Il est vrai que le demandeur déclare six absences au cours de la période pertinente et que seulement quatre de ses dates de retour au Canada ont pu être vérifiées au moyen du rapport du SIED. Toutefois, il est également vrai que le rapport du SIED ne contient pas de renseignements qui viennent contredire les déclarations du demandeur. J’ai également essayé d’obtenir plus de renseignements sur les voyages qui ne figurent pas sur le rapport du SIED. Malheureusement, le demandeur, comme il est très courant dans certaines communautés, fait peu usage de la carte de crédit.
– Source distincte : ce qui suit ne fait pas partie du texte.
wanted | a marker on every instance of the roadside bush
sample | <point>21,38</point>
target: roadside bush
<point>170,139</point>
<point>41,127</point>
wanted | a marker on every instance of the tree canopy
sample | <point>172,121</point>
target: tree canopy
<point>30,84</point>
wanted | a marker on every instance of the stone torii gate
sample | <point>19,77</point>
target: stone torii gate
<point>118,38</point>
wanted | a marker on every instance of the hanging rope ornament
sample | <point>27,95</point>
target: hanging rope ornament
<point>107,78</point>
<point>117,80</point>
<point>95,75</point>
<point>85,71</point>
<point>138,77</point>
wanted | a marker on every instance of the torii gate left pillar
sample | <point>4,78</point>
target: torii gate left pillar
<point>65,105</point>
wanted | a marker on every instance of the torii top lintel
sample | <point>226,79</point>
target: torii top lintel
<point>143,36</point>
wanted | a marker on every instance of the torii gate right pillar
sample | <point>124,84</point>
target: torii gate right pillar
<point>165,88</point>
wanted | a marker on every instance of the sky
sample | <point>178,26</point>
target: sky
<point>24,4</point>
J’ai cependant pu trouver certaines activités sur une carte dans les jours qui ont suivi immédiatement ses deux retours non vérifiés au Canada en septembre 2007 et en mars 2009 (voir les copies conformes dans le dossier).
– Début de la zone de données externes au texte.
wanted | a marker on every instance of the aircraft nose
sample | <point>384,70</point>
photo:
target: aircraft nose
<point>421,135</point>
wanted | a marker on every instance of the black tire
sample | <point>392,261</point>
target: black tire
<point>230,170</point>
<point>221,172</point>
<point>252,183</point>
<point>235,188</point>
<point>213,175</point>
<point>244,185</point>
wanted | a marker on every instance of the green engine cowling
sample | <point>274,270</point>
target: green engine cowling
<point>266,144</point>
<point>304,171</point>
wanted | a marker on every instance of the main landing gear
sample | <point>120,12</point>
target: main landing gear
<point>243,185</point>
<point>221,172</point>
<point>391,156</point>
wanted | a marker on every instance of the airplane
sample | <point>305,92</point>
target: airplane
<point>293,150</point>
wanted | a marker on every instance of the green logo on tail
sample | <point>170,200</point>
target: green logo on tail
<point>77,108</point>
Vu ce qui précède, et me référant au critère de résidence proposé par le juge Muldoon dans la décision Pourghasemi, (Re) [1993] F.C.J. No. 232, je conclus que, selon la prépondérance des probabilités, le demandeur a démontré qu’il avait résidé au Canada durant le nombre de jours qu’il prétend y avoir résidé, et que, par conséquent, il a satisfait aux exigences en matière de résidence prévues à l’alinéa 5(1)c) de la Loi.

[8]               La justification apparente de cette décision est qu’en dépit de l’absence de documents de voyage corroborants ou d’autres éléments de preuve circonstancielle probants de la présence au Canada durant les périodes touchées par les dates de retour non vérifiées, le Bureau de la citoyenneté a accepté sans réserve la déclaration de résidence de M. Salha.
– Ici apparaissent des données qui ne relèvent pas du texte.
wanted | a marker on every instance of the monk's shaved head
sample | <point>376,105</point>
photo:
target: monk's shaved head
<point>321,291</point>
[9]               À mon avis, la décision n’est pas conforme à l’approche décrite par le juge Yves de Montigny dans la décision El Falah c. Canada (Citoyenneté et Immigration), 2009 CF 736, au paragraphe 21, [2009] ACF No 1402 :

Dans l’application de ce test, le juge ne saurait s’en remettre aux seules prétentions du demandeur. Il doit également vérifier la présence effective du demandeur au Canada durant les périodes où ce dernier déclare ne pas avoir été absent du pays. Accepter la prétention du demandeur, selon qui le juge aurait erré parce qu’il n’a pas accepté les déclarations qu’il a faites dans son questionnaire de résidence, reviendrait à dire que le juge doit accepter aveuglément les représentations qui lui sont faites quant aux jours d’absence et de présence au Canada. Ce n’est pas ma compréhension de l’approche retenue dans l’affaire Re Pourghasemi. Si l’on s’attache au calcul strict du nombre de jours pendant lesquels le demandeur doit être présent au Canada, il va de soi que le juge peut et doit s’assurer que le demandeur était bel et bien en territoire canadien pendant la période où il prétend l’avoir été. Faut­il rappeler que c’est au demandeur à qui incombe le fardeau de prouver qu’il satisfait aux conditions prévues par la loi, et notamment aux exigences de résidence : El Fihri c. Canada (Ministre de la Citoyenneté et de l’Immigration), 2005 CF 1106; Saqer c. Canada (Ministre de la Citoyenneté et de l’Immigration), 2005 CF 1392. En l’occurrence, les différentes versions fournies par le demandeur ne pouvaient qu’inciter le juge à faire preuve de prudence et à exiger des preuves de sa présence physique au Canada.

[10]           Les motifs fournis par le Bureau de la citoyenneté ne sont pas suffisants pour expliquer pourquoi il a conclu que les conditions de résidence étaient satisfaites sans que des éléments de preuve viennent corroborer les dates de certains des retours au Canada de M. Salha. Autrement dit, la conclusion du Bureau de la citoyenneté selon laquelle le rapport du SIED ne contredit pas la demande de M. Salha n’est d’aucune utilité, car les éléments de preuve confirmant la présence effective de M. Salha au Canada ne sont en rien probants. Il incombait à M. Salha de prouver sa résidence, et son incapacité de prouver les dates de retour de deux de ses six voyages aux Émirats arabes unis a créé une lacune importante dans la preuve.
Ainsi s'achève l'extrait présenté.